Wordmark logos or logotypes solely contain the name of the brand, usually spruced up by a fancy font-type or some form of artistic direction. These types of logos are very common, especially in big brands and freelance professionals, due to their simplicity and easy to remember style.
Some popular examples include:
A lettermark or monogram logo only consist of initials, making use of a few letters (usually 2 or 3). Used by businesses that condense their brand name down to simply the titles: BBC, IBM, HP, etc… Lettermark logos are similar to wordmark logos but often implement more artistic inspiration into them, often mixing letters and art together. Lettermarks are also very popular with freelance professionals, using their name initials as the forefront of their logo.
A pictorial mark is the most common form of logo often just called logo symbols. These are images that represent a brand without the need of any text to tell the consumer what it is. Commonly found with big name brands that don’t require explaining what the product/service is, an instantly recognisable logo. Many of these also offer combination marks, also, that include the company name also.

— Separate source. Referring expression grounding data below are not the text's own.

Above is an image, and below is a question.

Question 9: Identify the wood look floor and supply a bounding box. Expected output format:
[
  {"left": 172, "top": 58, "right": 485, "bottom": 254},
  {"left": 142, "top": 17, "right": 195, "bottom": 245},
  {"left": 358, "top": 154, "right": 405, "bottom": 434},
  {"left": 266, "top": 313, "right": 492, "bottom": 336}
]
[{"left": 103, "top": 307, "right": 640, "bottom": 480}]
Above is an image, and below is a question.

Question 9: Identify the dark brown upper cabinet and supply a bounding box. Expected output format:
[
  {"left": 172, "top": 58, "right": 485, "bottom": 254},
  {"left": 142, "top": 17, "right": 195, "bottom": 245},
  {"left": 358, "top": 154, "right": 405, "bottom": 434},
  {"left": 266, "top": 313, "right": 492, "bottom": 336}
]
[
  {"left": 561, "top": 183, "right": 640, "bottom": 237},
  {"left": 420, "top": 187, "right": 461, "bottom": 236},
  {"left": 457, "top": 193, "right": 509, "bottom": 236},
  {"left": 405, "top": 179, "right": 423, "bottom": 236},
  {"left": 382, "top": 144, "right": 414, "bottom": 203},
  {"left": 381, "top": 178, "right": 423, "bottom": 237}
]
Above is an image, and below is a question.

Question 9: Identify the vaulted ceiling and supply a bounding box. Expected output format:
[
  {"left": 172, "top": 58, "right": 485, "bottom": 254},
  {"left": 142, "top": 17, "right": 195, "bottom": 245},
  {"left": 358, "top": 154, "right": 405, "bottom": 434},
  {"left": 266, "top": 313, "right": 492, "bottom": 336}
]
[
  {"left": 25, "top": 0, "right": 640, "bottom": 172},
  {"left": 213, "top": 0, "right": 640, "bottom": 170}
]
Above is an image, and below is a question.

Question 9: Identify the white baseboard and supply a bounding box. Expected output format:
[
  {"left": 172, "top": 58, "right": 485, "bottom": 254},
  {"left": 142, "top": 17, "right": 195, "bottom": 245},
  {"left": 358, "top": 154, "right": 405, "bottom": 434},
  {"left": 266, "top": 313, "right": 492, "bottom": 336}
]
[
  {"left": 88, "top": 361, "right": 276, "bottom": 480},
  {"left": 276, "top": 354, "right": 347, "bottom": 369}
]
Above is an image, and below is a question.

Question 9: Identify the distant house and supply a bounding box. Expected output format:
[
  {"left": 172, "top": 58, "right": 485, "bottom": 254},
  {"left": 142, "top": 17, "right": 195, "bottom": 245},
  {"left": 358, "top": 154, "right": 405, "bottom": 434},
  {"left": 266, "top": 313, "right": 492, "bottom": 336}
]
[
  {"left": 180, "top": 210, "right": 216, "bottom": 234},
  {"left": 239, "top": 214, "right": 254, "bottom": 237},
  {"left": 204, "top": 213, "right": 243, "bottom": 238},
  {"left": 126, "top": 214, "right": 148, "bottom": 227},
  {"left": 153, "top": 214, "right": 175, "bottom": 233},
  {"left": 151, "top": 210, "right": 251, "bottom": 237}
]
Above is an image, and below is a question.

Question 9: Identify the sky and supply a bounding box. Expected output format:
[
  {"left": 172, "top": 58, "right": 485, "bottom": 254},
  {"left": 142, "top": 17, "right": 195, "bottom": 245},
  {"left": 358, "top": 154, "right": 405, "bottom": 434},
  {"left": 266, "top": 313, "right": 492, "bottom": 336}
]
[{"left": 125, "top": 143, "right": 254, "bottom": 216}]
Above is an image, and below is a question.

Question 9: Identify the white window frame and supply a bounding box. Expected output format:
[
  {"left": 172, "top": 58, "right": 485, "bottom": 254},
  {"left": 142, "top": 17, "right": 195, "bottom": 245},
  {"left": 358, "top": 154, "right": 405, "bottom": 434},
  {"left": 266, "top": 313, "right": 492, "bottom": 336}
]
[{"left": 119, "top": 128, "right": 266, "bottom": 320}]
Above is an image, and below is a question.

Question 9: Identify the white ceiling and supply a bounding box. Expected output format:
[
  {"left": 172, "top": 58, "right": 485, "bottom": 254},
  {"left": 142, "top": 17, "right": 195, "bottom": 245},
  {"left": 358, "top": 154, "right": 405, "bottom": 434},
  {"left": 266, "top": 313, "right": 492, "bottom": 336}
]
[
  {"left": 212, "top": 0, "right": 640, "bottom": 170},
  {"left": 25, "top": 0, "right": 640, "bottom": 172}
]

A combination mark combines the company name alongside an art form, often logo symbol or abstract mark. Usually, combination marks represent the brands product within the art, for example: Puma has a silhouette of a puma. Taco Bell, has an image of a bell. Domino’s Pizza, has a domino. etc… These can vary in complexity, sometimes completely obvious matching the name to the logo, some a bit more abstract and unrecognisable.
Graphic Designer Logos:
Looking at freelance graphic designers logos, as they are selling themselves, require their name to be part of it. There a few different ways people approach this but most noticeably it is either through a wordmark or lettermark logo. Some like to just use their full name, where as others stylise their initials with their full name accommodating it. Depending on the persons art style, they will choose what logo best suits them, some graphic designers who have a more light hearted art style, maybe illustrators, use combination marks, mixing their name into a piece of art.